私たちの生活に欠かせない物の中には、危険物を含む製品がたくさんあります。危険物の適正な取扱い方法や保管方法を理解しないと、火災や事故が発生することがあります。

火災や事故を未然に防ぐためにも、危険物を含む製品を取り扱う場合は、表示や取扱説明書等をよく確認し、正しく使用することが大切です。

危険物関係事業所の皆様へ

当庁管内における令和2年中の危険物施設等の事故は123件発生し、令和元年に比べ、1件増加しました。

危険物施設等の事故を防止するためには、危険物関係事業所の皆様が法令を遵守することはもちろん、自社の施設の特性に応じた危険要因を把握し、最も適した安全対策を実践することが極めて重要となります。

自社の危険要因と安全対策を踏まえた自主保安対策を充実し、危険物に関する事故を防止しましょう。

≪危険物施設等における事故状況≫

令和2年中の危険物施設等の事故

東京消防庁管内の危険物施設等における令和2年中の事故は123件発生し、過去5年間の事故件数の統計は増加傾向にあります(図1)。

ただし、内訳を見ると、「火災」、「流出」の件数は平成30年に一時増加したものの、減少傾向にあり、破損などの「その他」の事故件数のみが増加していることが分かります。

図1 危険物施設等における事故件数の推移
事故イメージ

東京消防庁管内の危険物施設等における事故は、給油取扱所が73件で最も多く、全体の事故件数の半数以上を占めています。
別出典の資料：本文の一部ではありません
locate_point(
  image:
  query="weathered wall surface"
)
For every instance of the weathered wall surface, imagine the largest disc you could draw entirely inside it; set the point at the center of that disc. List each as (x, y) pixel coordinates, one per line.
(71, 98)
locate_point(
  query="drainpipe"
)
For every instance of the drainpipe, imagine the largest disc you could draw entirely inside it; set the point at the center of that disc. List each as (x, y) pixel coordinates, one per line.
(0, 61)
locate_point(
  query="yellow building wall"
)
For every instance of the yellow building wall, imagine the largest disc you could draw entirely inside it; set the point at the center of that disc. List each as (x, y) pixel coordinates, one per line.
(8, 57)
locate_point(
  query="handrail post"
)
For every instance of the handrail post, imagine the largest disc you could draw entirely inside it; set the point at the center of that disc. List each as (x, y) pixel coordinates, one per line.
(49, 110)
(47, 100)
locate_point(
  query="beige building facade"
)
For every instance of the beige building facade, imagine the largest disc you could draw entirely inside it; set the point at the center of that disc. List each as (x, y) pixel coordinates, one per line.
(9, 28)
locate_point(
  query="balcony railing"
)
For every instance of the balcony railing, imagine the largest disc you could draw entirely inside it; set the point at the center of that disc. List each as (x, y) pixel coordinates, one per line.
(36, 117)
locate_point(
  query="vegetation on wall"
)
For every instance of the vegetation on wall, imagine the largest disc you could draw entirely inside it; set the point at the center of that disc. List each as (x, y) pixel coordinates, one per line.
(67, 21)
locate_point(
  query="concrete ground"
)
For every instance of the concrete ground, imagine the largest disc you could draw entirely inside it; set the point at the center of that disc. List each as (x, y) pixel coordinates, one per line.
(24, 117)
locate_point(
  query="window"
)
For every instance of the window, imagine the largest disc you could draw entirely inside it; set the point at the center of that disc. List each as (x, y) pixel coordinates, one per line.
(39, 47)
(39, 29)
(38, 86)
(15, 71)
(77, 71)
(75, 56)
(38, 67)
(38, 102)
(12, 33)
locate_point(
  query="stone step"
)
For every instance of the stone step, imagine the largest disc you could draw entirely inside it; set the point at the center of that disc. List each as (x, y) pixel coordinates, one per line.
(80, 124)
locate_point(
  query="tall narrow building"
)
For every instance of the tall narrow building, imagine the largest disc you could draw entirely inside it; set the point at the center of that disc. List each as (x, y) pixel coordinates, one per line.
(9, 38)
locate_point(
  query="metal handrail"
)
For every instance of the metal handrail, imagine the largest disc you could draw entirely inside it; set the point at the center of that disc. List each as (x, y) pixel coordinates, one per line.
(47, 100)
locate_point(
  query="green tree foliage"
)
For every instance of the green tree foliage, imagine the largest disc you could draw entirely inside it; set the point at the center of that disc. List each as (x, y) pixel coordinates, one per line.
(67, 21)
その中でも破損などを含む「その他」が66件となっています(図2)。

図2 令和2年中の施設別の事故発生件数
図2 令和2年中の施設別の事故発生件数

≪ガソリンスタンドの接触事故に注意しましょう≫

給油取扱所における「その他」の事故の内訳は、 破損が60件、気密異常が3件、コンタミが3件となっています。特に破損の原因のうち約6割(39件)が車両の運転操作ミスによるものでした(図3)。

また、運転操作ミスのうち、7割以上(76.9%)がセルフサービスのガソリンスタンドで発生しており、例年同様に高い割合となっています(図4)。

図3 給油取扱所における「その他」の事故発生状況
図3 給油取扱所における「その他」の事故発生状況
図4 運転操作ミス発生の内訳(サービス形態別)
図4 運転操作ミス発生の内訳(サービス形態別)

ガソリンスタンドでの車両の運転操作ミスは、大きな事故につながる可能性があります。昨年、札幌市内では、乗用車が給油設備に衝突後、給油設備内の油が漏えいし、火災に至ったとされる事故が発生しています。ガソリンスタンド内では『給油設備等の工作物との間隔を保ち、必要以上に接近しないこと』、『アクセル、ブレーキの踏み間違いに細心の注意を払うこと』が重要です。特にセルフサービスのガソリンスタンドでは、車両の誘導がなされない場合が多いため、注意してください。

【ガソリンスタンドでの事故事例】

事故イメージ

〇 事故概要
乗用車がガソリンスタンドの事務所に衝突し、事務所及び外壁が破損したものです。幸い、この事故で死傷者は発生せず、危険物の流出もありませんでした。

〇 事故原因
客の運転手が、給油後、ブレーキとアクセルを踏み間違えたため、車両が急発進し、事務所に衝突しました。

≪危険物に関する事故事例≫

【新築中工事現場の無許可貯蔵】

危険物イメージ

〇 事故概要
新築建物の工事現場において、工事に使用する危険物が指定数量以上保管されていたものです。

〇 事故原因
作業効率を優先したため、現場内に保管されていました。指定数量以上の危険物の貯蔵・取扱いはそれが一時的なものでもあっても、申請が必要となります。事故を未然に防ぐためには、危険物を適正に管理することが重要です。

【危険物施設の設備等の腐食】

地下タンク貯蔵所イメージ

〇 事故概要
地下タンク貯蔵所において、埋設配管の気密検査の際に気密異常が判明しました。調査の結果、埋設した通気管に破損が見られたものです。

〇 事故原因
通気管の埋設部分が経年劣化のため、腐食し、欠損しました。この事故では危険物の流出はありませんでした。

【危険物施設での火災】

危険物施設での火災イメージ

〇 事故概要
一般取扱所の廃棄物処理施設において、廃棄物に混入していた充電池から出火し、ベルトコンベアが焼損したものです。

〇 事故原因
廃棄物に混入していた充電池が破砕工程で変形により内部構造が壊れ、内部で回路が形成されたことにより過熱発火し、周囲のごみに着火し火災にいたりました。